京都大学文学部のウェブサイトにようこそ!

京大文学部は、「人間とは何か」「よりよい社会とは何か」「本当に目指すべき価値とは何か」といった一つの正解がない問いにじっくり向き合い、考え抜き、言葉を紡ぎ出す「場」であり共同体です。

京大文学部は、人類がこれまで生み出してきた、そして現在も生み出しつつある、さまざまな文字資料、絵画・映像資料、生活・文化遺産を、文献読解、発掘調査、フィールドワーク、インタビュー、実験、データ解析などの多角的な手法を駆使して読み解く営み、すなわち人文・社会学、人間・社会科学といった学知の舞台でもあります。

京大文学部は、「京都学派」と呼ばれる、多彩な学知の運動体の発源地でもありました。例えば哲学の「京都学派」は非西洋圏の哲学運動の一つのパラダイムとして、現在、世界各地で盛んに研究されています。

これら「京都学派」の一つの特徴は、目先の流行を追うのではなく、時空を超えた古典との対話を重視し、西洋のみならず、アジアなど多様な文化圏・文明圏の知的伝統に目を向ける、広くて深い視野にあります。

京大文学部には、現在でも、あまたの研究者が集い、新たな未来の「京都学派」の息吹がいたるところに芽生えています。

京大文学部の原動力は、何よりも知の担い手である人であり、それらの人々の間の、時には「ちょっと濃すぎる⋯⋯」と天を仰ぎたくなるような、濃密な交流の時空間です。

脇目もふらずにわが道をゆく人。普段はグズグズ系なのに、ツボにはまった途端とんでもない膂力を発揮し出す人。京大文学部には、そのような「けったいな面々」がわらわらと集っていたのです。

僕自身、綺羅星のごとき「けったいな面々」と京大文学部で出逢いました。そして、ここでは、いまだに、そういった人たちが大手を振って闊歩していたりします。(あっ、僕のことではありません。)

「京都」は世界の人文社会系の研究者や学生の憧れの「聖地」でもあります。京大文学部には、世界から、われわれに負けず劣らず「けったいな面々」が、引きも切らずに訪れ、濃密な時空間をさらに濃厚にしてくださっています。

いま社会は、世界は、「価値」を必要としています。
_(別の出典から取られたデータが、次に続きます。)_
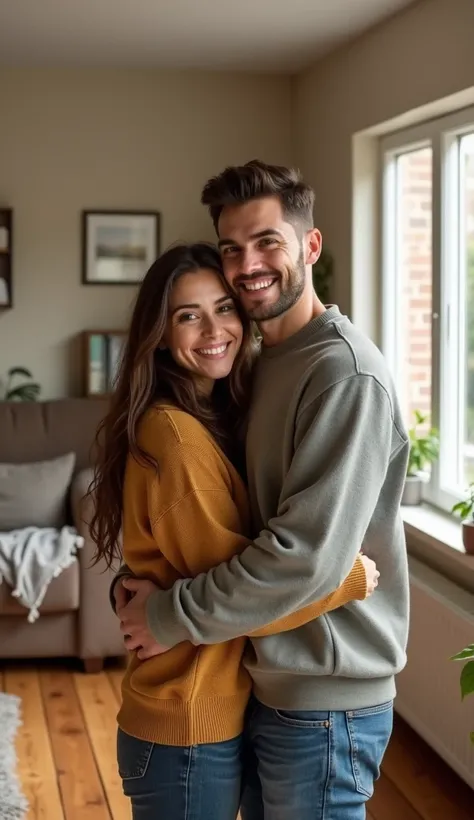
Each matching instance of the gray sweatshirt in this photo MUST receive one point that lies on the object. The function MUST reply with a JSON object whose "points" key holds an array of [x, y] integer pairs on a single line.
{"points": [[326, 457]]}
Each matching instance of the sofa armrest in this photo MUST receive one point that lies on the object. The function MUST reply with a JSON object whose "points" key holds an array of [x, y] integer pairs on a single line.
{"points": [[99, 629]]}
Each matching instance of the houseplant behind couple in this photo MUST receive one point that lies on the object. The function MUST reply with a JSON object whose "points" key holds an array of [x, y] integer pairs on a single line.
{"points": [[326, 459]]}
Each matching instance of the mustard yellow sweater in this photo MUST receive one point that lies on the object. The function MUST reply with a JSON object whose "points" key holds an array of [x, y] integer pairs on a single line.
{"points": [[185, 519]]}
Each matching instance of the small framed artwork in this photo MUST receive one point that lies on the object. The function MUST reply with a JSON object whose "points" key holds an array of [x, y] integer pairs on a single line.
{"points": [[118, 247]]}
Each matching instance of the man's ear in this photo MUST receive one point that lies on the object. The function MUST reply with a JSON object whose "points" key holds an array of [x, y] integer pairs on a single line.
{"points": [[314, 246]]}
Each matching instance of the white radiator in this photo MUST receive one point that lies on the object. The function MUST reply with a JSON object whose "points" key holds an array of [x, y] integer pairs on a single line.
{"points": [[429, 696]]}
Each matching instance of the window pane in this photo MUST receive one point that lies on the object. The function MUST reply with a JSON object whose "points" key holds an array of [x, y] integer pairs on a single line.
{"points": [[414, 280], [467, 288]]}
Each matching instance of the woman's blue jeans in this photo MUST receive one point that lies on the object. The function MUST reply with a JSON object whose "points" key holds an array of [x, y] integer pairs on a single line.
{"points": [[181, 783]]}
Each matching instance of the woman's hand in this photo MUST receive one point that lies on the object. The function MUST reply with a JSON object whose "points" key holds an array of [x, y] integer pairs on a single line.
{"points": [[372, 574]]}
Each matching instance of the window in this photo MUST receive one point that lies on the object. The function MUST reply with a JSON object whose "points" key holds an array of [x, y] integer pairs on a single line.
{"points": [[428, 287]]}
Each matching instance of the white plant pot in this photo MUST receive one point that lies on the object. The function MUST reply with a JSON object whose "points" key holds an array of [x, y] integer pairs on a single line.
{"points": [[412, 491]]}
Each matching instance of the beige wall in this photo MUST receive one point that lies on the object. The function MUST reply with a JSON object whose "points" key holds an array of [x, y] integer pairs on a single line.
{"points": [[102, 139], [415, 58]]}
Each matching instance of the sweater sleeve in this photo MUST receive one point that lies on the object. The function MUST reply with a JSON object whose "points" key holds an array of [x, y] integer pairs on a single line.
{"points": [[343, 444], [354, 587]]}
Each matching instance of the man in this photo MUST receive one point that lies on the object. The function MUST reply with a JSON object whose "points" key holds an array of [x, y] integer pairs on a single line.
{"points": [[326, 461]]}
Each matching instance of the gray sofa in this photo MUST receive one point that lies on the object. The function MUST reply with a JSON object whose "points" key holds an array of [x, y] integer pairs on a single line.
{"points": [[75, 616]]}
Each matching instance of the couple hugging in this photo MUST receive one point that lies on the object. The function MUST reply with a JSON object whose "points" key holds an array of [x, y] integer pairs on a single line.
{"points": [[252, 463]]}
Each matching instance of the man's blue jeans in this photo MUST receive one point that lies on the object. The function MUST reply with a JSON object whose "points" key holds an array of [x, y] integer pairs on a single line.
{"points": [[181, 783], [313, 765]]}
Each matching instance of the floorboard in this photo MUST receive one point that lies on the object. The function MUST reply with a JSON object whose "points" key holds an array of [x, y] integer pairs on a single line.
{"points": [[67, 756]]}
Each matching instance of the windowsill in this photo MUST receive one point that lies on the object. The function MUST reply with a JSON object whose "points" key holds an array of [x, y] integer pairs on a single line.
{"points": [[436, 539]]}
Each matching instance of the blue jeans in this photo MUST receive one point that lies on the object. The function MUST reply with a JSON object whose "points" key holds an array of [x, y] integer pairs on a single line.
{"points": [[313, 765], [181, 783]]}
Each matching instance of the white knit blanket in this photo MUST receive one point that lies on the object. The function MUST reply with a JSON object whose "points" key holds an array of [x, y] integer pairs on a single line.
{"points": [[31, 557]]}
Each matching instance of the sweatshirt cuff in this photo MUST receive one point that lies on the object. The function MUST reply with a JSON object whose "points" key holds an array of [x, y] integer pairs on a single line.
{"points": [[358, 581], [162, 620]]}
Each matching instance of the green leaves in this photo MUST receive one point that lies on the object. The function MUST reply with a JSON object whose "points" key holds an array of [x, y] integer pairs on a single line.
{"points": [[25, 392], [467, 673], [465, 654], [465, 508], [424, 448], [467, 680]]}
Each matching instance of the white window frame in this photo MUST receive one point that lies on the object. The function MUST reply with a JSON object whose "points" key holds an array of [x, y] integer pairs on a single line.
{"points": [[442, 135]]}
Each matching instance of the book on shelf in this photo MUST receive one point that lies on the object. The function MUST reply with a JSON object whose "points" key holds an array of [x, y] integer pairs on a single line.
{"points": [[104, 353]]}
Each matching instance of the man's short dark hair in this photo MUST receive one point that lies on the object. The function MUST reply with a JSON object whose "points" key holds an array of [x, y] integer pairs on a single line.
{"points": [[238, 184]]}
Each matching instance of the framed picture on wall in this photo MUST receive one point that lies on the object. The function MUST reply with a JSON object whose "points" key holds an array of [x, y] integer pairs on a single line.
{"points": [[118, 247]]}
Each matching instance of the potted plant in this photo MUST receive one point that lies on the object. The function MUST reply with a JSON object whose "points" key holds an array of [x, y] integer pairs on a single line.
{"points": [[25, 391], [465, 509], [424, 450], [467, 673]]}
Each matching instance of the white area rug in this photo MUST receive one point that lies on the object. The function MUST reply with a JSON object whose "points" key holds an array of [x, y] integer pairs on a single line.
{"points": [[13, 803]]}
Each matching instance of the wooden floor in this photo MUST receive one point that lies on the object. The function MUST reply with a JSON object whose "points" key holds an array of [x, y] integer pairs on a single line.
{"points": [[67, 765]]}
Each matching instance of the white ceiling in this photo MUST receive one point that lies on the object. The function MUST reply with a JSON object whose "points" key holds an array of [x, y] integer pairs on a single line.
{"points": [[267, 35]]}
心に響き、人を動かす「言葉」を必要としているのです。

京大文学部は、このような価値や言葉を切実に希求されている国内外の産官学民の方々にも開かれた「場」です。

新たな時代の価値、来るべき世代のための言葉を紡ぎ出す京大文学部の「けったいな面々」に、あなたも、ぜひ、お加わりください!